Hebp2, also known as heme-binding protein 2, is involved in multiple biological processes. It has been associated with the regulation of microtubule dynamics and mitotic spindle behavior through its interaction with ALG-2, which is significant for genomic stability in cells. Abnormalities in the ALG-2/Hebp2 interaction can lead to improper mitosis [2].

In breast cancer, specifically triple-negative breast cancer (TNBC), overexpression of Hebp2 enhanced the viability of MDA-MB-231 cells in response to cisplatin and BCNU, while CRISPR/Cas9-mediated Hebp2-knockout reduced cell viability in response to these drugs. This indicates that Hebp2 may play a role in resistance to cisplatin and BCNU, which induce DNA cross-links [1]. In ovarian cancer, Hebp2 accelerates cancer progression, modifies the immune landscape, drives macrophage polarization from M0_TAM to M2_TAM, and contributes to carboplatin resistance both in vitro and in vivo [3].

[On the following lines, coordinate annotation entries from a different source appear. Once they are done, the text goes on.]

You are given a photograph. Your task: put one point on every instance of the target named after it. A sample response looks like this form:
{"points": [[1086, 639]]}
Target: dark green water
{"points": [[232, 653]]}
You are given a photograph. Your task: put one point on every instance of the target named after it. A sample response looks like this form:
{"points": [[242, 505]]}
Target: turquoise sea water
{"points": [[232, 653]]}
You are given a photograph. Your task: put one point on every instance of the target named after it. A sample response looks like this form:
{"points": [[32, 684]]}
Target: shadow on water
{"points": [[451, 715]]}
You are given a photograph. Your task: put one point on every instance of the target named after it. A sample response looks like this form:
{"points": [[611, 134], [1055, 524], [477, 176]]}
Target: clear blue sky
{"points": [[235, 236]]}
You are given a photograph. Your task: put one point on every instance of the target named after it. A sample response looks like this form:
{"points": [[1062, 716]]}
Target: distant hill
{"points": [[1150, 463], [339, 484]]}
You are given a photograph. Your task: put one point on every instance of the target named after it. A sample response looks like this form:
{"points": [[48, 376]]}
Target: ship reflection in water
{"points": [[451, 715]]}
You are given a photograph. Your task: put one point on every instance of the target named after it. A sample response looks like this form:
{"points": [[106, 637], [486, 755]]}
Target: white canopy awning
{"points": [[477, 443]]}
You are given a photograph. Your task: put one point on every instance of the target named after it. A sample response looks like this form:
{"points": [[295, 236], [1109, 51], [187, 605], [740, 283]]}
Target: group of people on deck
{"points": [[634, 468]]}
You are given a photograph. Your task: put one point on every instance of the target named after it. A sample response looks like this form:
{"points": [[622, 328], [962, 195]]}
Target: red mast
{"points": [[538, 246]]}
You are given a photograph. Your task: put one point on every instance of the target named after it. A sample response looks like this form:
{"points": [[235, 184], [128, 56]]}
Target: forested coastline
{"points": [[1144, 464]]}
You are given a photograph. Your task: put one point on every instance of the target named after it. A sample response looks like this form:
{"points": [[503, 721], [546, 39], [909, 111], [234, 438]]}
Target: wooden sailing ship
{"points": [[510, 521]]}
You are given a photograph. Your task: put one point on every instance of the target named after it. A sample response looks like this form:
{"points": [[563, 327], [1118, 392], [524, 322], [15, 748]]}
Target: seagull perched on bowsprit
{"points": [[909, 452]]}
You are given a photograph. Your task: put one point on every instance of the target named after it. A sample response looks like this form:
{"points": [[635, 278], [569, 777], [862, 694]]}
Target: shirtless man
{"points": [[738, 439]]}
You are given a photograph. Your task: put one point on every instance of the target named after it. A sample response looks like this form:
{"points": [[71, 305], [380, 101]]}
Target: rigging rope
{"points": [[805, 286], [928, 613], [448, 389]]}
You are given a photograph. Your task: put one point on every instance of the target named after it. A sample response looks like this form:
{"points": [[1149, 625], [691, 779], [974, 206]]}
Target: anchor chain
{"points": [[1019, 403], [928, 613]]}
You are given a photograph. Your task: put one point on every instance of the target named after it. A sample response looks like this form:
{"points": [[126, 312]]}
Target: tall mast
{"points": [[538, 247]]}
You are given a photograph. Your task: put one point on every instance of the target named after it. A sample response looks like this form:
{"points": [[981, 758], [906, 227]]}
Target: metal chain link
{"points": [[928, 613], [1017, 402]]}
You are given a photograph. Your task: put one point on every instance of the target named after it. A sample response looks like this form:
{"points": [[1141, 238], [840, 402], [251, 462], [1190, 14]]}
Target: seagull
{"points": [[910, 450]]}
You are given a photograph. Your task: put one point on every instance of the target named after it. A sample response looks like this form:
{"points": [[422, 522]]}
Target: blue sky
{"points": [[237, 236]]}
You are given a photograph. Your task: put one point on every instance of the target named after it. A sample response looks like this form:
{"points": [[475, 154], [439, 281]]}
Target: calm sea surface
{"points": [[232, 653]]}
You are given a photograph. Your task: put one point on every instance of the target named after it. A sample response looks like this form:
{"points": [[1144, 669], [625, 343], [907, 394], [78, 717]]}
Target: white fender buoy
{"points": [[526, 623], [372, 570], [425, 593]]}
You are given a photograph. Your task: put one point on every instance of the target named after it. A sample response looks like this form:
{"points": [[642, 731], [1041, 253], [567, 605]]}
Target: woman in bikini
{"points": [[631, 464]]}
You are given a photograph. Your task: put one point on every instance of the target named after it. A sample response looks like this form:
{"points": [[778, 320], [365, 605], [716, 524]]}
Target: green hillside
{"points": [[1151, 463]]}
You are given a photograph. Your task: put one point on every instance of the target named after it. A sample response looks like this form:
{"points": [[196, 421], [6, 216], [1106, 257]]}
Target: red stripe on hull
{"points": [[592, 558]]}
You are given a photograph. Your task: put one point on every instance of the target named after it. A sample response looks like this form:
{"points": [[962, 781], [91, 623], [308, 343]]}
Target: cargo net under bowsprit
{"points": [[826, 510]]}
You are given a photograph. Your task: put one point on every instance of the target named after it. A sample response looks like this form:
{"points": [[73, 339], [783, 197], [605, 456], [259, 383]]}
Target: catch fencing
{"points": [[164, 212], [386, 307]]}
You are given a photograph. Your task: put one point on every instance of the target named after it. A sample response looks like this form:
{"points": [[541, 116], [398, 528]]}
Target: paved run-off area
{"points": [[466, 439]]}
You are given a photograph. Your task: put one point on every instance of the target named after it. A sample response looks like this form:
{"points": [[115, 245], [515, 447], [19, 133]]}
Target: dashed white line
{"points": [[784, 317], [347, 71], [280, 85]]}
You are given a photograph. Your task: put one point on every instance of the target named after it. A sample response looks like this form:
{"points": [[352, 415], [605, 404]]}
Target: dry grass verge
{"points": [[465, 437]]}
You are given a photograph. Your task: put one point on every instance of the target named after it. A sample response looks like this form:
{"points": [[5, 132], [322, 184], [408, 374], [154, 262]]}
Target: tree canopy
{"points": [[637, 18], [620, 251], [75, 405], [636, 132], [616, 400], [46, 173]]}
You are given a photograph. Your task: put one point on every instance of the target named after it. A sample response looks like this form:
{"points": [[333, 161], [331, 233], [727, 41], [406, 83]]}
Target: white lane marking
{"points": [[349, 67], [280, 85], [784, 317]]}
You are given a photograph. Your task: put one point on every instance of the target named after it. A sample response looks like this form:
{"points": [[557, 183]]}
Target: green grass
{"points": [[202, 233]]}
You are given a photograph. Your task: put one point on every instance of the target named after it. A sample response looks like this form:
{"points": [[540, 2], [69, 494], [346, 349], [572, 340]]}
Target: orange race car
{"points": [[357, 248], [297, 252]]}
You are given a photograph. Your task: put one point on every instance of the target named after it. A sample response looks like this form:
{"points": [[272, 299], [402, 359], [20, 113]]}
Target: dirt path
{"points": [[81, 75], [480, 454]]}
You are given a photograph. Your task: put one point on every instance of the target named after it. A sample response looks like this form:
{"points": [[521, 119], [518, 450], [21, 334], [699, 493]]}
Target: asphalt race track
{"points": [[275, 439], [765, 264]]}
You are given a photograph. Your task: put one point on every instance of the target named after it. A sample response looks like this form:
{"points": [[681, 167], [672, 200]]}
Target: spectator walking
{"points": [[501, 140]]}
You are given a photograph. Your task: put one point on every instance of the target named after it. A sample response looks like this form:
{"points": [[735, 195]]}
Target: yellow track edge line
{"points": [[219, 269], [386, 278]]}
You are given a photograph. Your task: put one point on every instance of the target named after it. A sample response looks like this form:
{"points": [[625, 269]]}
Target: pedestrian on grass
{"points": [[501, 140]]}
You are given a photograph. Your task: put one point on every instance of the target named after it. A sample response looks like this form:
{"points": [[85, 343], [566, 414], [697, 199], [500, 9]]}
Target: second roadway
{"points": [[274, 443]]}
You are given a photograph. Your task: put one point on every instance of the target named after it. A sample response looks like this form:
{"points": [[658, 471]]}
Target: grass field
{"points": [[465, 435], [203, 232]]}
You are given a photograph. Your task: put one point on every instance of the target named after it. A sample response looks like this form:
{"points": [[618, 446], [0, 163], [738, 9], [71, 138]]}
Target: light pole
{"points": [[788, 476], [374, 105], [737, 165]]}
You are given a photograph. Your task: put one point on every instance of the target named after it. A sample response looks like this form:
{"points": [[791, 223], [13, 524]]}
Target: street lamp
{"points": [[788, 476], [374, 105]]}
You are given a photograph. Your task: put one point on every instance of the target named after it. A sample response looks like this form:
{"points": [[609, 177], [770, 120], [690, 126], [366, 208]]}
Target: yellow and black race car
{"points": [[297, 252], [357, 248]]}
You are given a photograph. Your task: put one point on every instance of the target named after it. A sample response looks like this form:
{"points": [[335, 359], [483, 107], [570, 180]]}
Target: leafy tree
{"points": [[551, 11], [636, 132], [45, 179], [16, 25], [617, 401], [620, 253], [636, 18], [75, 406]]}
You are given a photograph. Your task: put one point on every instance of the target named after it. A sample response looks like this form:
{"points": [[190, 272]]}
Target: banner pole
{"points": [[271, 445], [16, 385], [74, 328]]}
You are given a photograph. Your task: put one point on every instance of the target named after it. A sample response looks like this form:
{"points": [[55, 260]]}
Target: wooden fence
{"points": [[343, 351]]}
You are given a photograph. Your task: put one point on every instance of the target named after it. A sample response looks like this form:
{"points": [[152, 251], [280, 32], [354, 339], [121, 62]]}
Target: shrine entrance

In conclusion, Hebp2 is important in regulating microtubule-related processes during cell division. Its role in cancer, especially in conferring resistance to certain chemotherapeutic drugs in breast and ovarian cancers, makes it a potential biomarker and therapeutic target. The use of gene-editing techniques like CRISPR/Cas9 in cell models has been crucial in uncovering these functions, providing insights into the etiology and potential treatment of related diseases.